E fuori piove.

Bambino che guarda la pioggia

Sono seduto su una panchina vicino al calorifero.

E’ mezzogiorno e gli altri bambini sono andati in mensa a mangiare, ma io fra poco vado a casa.

Sono giorni difficili.

Sì, sto diventando grande: ho iniziato ad andare all’asilo.

Ma come è possibile? A casa io ci sto così bene. C’è la mia mamma, il mio lettino, i miei giochi.

La mia mamma! Per fortuna che fra poco arriva a prendermi.

E fuori piove. E le gocce giocano con il vento, creando strani riflessi sul vetro della finestra.

Non riesco a vedere bene il giardino, ma, tra il vapore creato dal mio fiato, scorgo la testa di un drago ed un guerriero.

Non so se siano amici o nemici.

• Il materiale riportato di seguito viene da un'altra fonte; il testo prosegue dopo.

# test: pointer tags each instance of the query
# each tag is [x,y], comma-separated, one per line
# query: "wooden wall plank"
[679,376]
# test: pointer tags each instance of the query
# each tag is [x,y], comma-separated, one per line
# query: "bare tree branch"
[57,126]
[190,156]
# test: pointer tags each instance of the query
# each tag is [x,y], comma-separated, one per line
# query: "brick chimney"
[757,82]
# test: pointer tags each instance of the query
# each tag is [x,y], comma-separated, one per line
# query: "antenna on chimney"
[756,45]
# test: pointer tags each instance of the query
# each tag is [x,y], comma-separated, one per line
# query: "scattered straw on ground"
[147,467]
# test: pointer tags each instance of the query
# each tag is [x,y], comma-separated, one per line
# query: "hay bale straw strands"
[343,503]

Lo chiederò alla mia mamma.

Il drago fissa il guerriero. Si stanno studiando sotto la pioggia.

Io invece sono seduto al caldo e ho con me una bottiglietta di vetro con il mio succo di frutta preferito. Non un succo qualsiasi: il  più buono del mondo: quello alla pesca!

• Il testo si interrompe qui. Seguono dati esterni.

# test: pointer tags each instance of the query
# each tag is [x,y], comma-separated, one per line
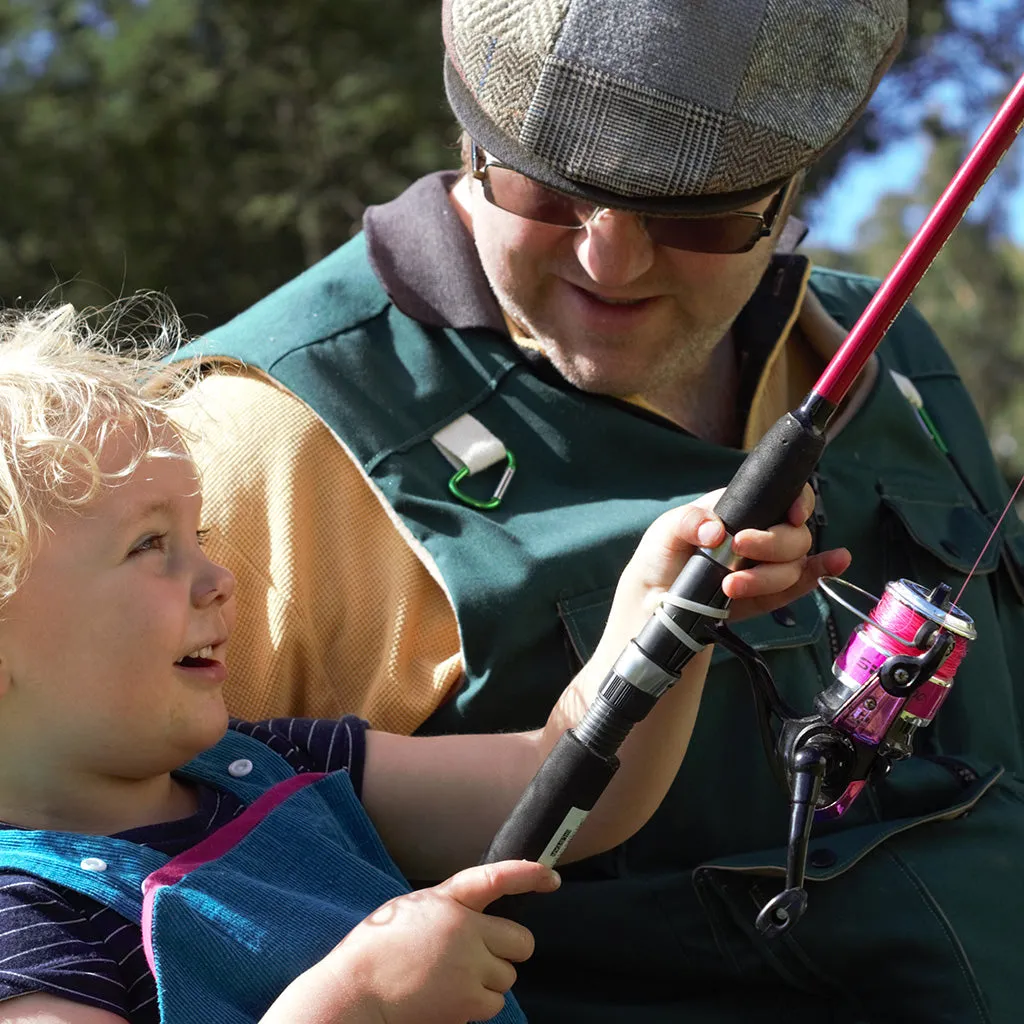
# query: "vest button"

E’ meglio che me lo bevo. Magari poi lo vuole il drago o il guerriero.

Inizio ad agitarlo, come mi ha insegnato la mamma, così il fondo non rimane sul fondo ed il sapore è più buono.

Mentre do un colpo di troppo, osservo la bottiglietta cadere e frantumarsi in mille pezzi.

Ho quattro anni e capisco che questo pomeriggio non sta prendendo una buona piega.

Sento la suora che si avvicina e urla qualcosa. Sarà arrabbiata con il succo di frutta.

“Alessandro”, mi dice arrabbiata, “cosa hai fatto?”

Cosa ho fatto io? chiedilo al succo di frutta cosa ha fatto, penso guardandomi i piedini.

La suora si avvicina e si siede vicino a me. Mi guarda e appoggia le spalle alla finestra.

“Ha chiamato la tua mamma” mi dice cercando il mio sgaurdo. “Non può passare a prenderti per pranzo. Oggi rimani qui fino a sera”.

Lo dici tu, penso guardandola. Io adesso prendo il Drago e me ne torno a casa mia. Ecco.

Mi giro per guardare il mio nuovo alleato volante, ma il Drago e il Guerriero non ci sono più, cancellati dal maglione grigio della suora.

Quel giorno ho capito alcune cose.

Se non vuoi dipendere dagli altri, certe cose devi per forza farle tu. Da solo.

E, in ogni caso, le sfighe capitano tutte insieme.

Ho fatto quindi l’unica cosa che potevo fare: ho pianto, come un bambino.